The evacuation drill was necessary to ensure a fast response if and when the missing 13 are found, said Mr Narongsak.
“Space food, which is very filling thanks to its high protein content, has been prepared. Life-saving medical tents were installed outside the cave and doctors with diving skills stand ready to take care of the victims in case they cannot be taken out of the cave immediately,” he said.
Thirteen teams are on standby, one for each person, and Chiang Rai Hospital has also been alerted to stand ready for the arrival by air of the teens if a rescue takes place.
As the search entered its seventh day, attention turned to the team’s chances of survival inside a cave with little or no food and light.
The boys likely have access to fresh water — either dripping in though rocks or rushing in through the entrance — but experts warned that runoff water from nearby farms could carry dangerous chemicals or bacteria.
“If they drink the water in the caves and it makes them sick it could hasten the problem that they’re in, but if they don’t drink it then they’re also in trouble,” Anmar Mirza, coordinator of the US National Cave Rescue Commission, told AFP.
But even without food, he said young, athletic boys could “easily live for a month or a month and a half” but the main challenge now would be mental resolve.
“The biggest issue that they’re facing right now if they’re alive is psychological because they don’t know at what point they might get rescued,” Mr Mirza said. (Story continues below)
A Navy Seal diver wades through floodwater inside the Tham Luang cave complex on Saturday morning. (Photo from @ThaiSEAL Facebook page)
While Navy Seal divers hope to get closer to Pattaya Beach, other teams have been trekking into the thick jungle above the cave looking for new openings that might lead to the trapped boys.
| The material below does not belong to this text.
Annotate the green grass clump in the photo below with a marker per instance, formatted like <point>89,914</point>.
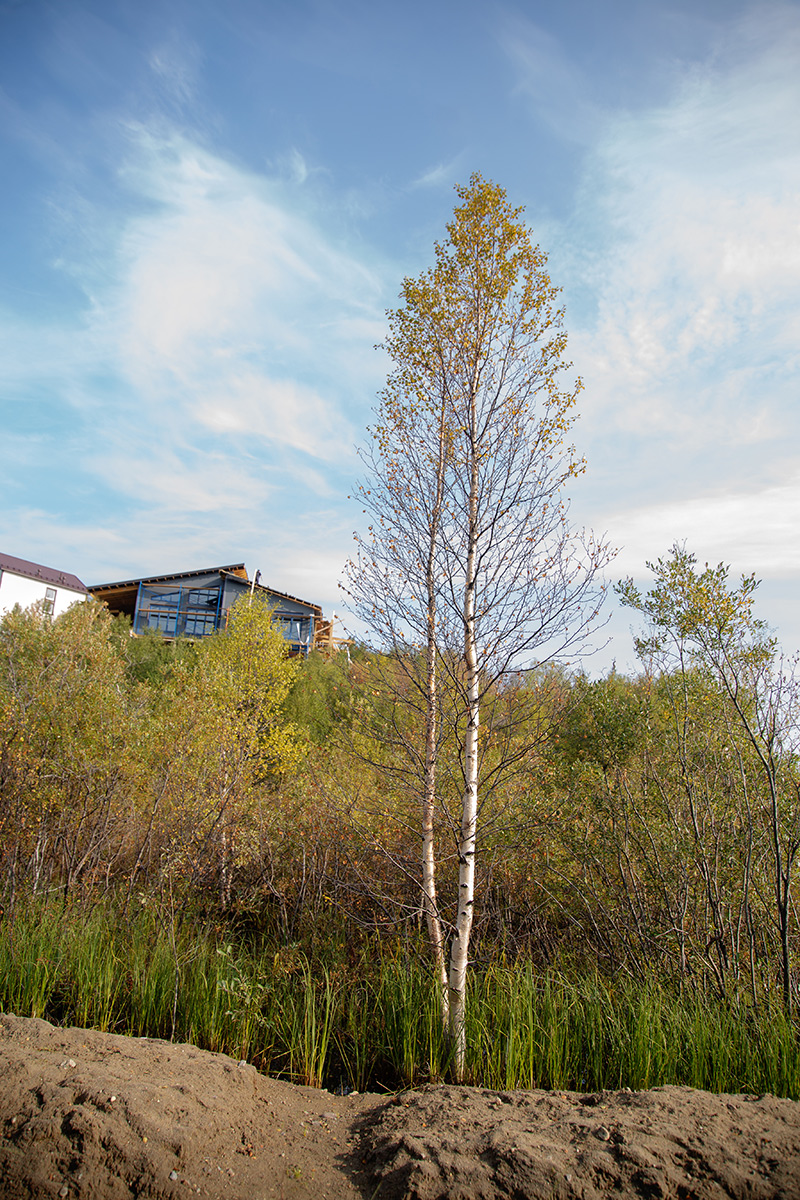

They found one “promising” entrance on Friday that led to a muddy chamber 40 metres down, said Mr Narongsak.
However, there was still no indication it was linked to the main cave complex.
“We have been rotating our staff into the chimney since yesterday. They are inside are still searching and we are waiting for their findings,” Surachai Thathes, chief of the national parks rescue team for the northern region, told AFP.
Teams of foreign experts, including 30 US military personnel and British cave specialists, have descended on the remote mountainous site to join some 1,000 Thai rescuers. Australian, Chinese and Japanese experts have also joined the efforts.
Australia is assisting the Government of Thailand’s efforts to locate a group of 13 people who are missing, believed trapped in a flooded cave system in Chiang Rai. #YourADF, @AusFedPolice and @dfat resources will assist the Royal Thai Army, which is leading the search. pic.twitter.com/totCYiX28N
— Marise Payne (@MarisePayne) June 30, 2018
Worried relatives have been keeping vigil under a makeshift tent where monks are leading prayers.
“I am still hopeful and hope the children will come out safely,” Kampon Paree, 39, an uncle of three of the missing boys, told Reuters.